A DIY toolkit for digital sound walks

This list of digital tools and platforms for creating sound walks updates a list we compiled for a British Library blog, that complemented the Exploring with Sound Walks event in the run up to Sound Walk Sunday in 2019.
As we continuously receive individual requests from creatives, asking what are the best digital tools for creating a sound walk, we decided it was time for a more elaborate list describing the right tools for creating your own sound walk.
However, as these lists are never exclusive, complete, nor definite, please send us additions, comments, and suggestions, as well your views on any of the tools below.

We’ve grouped locative media software in six categories:

  • Recommended and tested for sound walk creatives
  • Audio guides and audio tours
  • Locative maps
  • “Hacked” hiking software
  • Virtual sound walks
  • Build it yourself

Recommended and tested for sound walk creatives 

If you have the objective to realise a more creative sound walk, we are currently aware of four open access platforms for creatives working with sound, that are also low budget or free, one platform that’s in beta, and one that is planned for release in 2021.
They offer easy-to-use online editors and include advanced sound features, such as layering. You upload your own recordings, together with text and photographs, and the sounds are available via an app, or web app, for those consuming your work, walkers. We recommend the following excellent platforms, which we have personally tested, both as creators and users.

Echoes

Screenshot of Echoes.

Echoes Creator is an easy tool to quickly upload audio, images, and text, to geolocate and layer them on an online map, and to publish them for the world to hear. You need only to construct shapes on a map, which then trigger content when your listeners physically walk ‘inside’ them.
Works with an app.

Free, with additional paid plans.

Locosonic

Locosonic describes itself as being designed for creating “movies for your ears”. Locosonic links sounds, music, and stories to a location. The editor has advanced tools for sound artists and musicians, but as well easy features for beginners. It includes a built-in interface to the Freesound database, so you can create sound walks without your own recordings; just search, browse and use more than 100.000 sounds published under permissive licences!

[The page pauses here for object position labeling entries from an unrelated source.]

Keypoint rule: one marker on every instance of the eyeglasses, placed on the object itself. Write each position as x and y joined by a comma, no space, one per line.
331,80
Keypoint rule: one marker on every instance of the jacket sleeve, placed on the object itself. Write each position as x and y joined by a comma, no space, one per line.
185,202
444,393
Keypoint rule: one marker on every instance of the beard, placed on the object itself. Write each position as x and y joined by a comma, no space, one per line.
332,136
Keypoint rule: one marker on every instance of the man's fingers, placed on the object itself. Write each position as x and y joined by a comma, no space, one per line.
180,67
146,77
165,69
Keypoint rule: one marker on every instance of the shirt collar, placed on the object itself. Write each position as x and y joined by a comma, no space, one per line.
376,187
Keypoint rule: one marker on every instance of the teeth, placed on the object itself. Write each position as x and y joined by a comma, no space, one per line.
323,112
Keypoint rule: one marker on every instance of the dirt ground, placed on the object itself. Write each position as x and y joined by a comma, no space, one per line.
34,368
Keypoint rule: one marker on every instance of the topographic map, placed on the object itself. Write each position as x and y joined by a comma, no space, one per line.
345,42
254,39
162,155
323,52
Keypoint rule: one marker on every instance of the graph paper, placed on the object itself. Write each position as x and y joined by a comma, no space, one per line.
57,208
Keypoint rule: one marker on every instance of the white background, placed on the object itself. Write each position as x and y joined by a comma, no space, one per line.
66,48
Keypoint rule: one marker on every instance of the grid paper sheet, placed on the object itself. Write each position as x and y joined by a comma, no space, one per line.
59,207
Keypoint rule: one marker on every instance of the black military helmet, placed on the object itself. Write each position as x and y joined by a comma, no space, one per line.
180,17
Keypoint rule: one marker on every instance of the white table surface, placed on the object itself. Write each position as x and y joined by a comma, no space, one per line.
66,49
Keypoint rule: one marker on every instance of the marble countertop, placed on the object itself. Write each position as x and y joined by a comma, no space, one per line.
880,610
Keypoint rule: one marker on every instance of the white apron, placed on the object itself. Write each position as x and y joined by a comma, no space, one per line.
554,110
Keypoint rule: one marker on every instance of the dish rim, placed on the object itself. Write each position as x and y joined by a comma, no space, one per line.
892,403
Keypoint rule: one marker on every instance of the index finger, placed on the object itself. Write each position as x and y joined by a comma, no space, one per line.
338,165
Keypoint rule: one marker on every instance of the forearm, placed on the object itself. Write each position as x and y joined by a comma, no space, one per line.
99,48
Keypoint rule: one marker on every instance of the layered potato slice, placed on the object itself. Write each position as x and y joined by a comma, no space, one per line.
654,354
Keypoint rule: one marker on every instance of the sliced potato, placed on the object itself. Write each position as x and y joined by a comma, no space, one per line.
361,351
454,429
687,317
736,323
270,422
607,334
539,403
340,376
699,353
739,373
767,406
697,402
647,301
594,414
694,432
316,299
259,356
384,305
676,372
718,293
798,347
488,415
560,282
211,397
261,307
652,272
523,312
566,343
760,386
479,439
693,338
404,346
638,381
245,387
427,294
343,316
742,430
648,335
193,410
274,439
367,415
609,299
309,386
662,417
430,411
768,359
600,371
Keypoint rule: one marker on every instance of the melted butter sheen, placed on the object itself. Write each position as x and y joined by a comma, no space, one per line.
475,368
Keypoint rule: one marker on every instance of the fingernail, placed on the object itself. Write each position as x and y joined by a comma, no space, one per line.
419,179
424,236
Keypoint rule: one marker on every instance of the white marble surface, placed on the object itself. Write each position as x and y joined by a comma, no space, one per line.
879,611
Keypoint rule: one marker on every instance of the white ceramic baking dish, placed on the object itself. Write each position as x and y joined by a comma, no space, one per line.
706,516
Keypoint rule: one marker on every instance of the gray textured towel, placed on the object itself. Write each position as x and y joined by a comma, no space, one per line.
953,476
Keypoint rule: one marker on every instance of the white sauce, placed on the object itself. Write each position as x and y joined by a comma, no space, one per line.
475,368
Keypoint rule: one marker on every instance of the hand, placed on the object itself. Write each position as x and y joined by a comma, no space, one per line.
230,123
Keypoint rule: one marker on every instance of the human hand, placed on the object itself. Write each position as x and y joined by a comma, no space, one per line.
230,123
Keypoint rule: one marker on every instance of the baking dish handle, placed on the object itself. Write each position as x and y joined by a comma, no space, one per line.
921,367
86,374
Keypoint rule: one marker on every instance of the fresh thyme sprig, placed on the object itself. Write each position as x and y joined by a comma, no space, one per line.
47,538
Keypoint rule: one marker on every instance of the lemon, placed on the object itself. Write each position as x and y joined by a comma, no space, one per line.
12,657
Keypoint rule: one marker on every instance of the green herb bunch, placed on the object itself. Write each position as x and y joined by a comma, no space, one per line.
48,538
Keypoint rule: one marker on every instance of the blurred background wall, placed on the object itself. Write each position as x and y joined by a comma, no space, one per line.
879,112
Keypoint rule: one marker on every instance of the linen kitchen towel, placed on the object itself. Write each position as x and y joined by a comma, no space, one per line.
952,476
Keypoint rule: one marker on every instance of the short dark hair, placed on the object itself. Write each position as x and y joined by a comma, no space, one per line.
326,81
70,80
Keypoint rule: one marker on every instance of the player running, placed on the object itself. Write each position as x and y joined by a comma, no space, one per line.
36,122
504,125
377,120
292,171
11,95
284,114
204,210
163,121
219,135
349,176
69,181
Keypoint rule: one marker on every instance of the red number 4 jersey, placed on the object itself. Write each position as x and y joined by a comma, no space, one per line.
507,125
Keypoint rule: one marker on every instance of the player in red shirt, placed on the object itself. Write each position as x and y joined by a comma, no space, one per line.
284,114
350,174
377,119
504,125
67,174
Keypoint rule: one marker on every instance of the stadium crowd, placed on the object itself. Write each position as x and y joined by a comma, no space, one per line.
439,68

Free for sound walks up to 30 minutes. 

Sonic Maps

At the core of the SonicMaps platform is an easy to use online editor, both for beginners and advanced users, with plenty of features. The sound walks are accessible via a (web)app as a regular sound walk, but as well in a desktop map mode. Sonic Maps also offers the facility to create locative soundscapes on-the-go during your walks, and provides analytics, text-to-speech, and embedding of sound maps in your own blog or website.
Works as an app and as a web-based app.

Prices start at 36 euros for a 3 month plan.

Radio aporee

Radio aporee – miniatures for mobiles is a platform for creating sound walks, and has been around for about a decade. It is a very basic tool, but easy to use for beginners, and for sound artists that prefer it simple. Sound walks are created and organised by a web-based editing tool and listened to with a mobile phone app.
In addition to the phone app, there is also a  browser-based web app.

Free. 

Soundtrails Creative Sandpit

The newest software, available since March 2021, is Creative Sandpit from Soundtrails, the first platform to allow easy creation of STX files – portable immersive geolocation story-telling experiences that can be embedded in a website or experienced on location via the Soundtrails App. This apps simultaneously creates sound maps that can be embedded in any website as a locative audio walk.

Free (during 2021).

Gesso Creator Tool (from 2021)

Another new piece of software is Gesso Creator Tool, which allows you to create linear and non-linear audio walks- by dropping pins on a map. They also make prototyping easier by machine-generating voiceover so you can test the script and timing.​ It is free and available through the Gesso website.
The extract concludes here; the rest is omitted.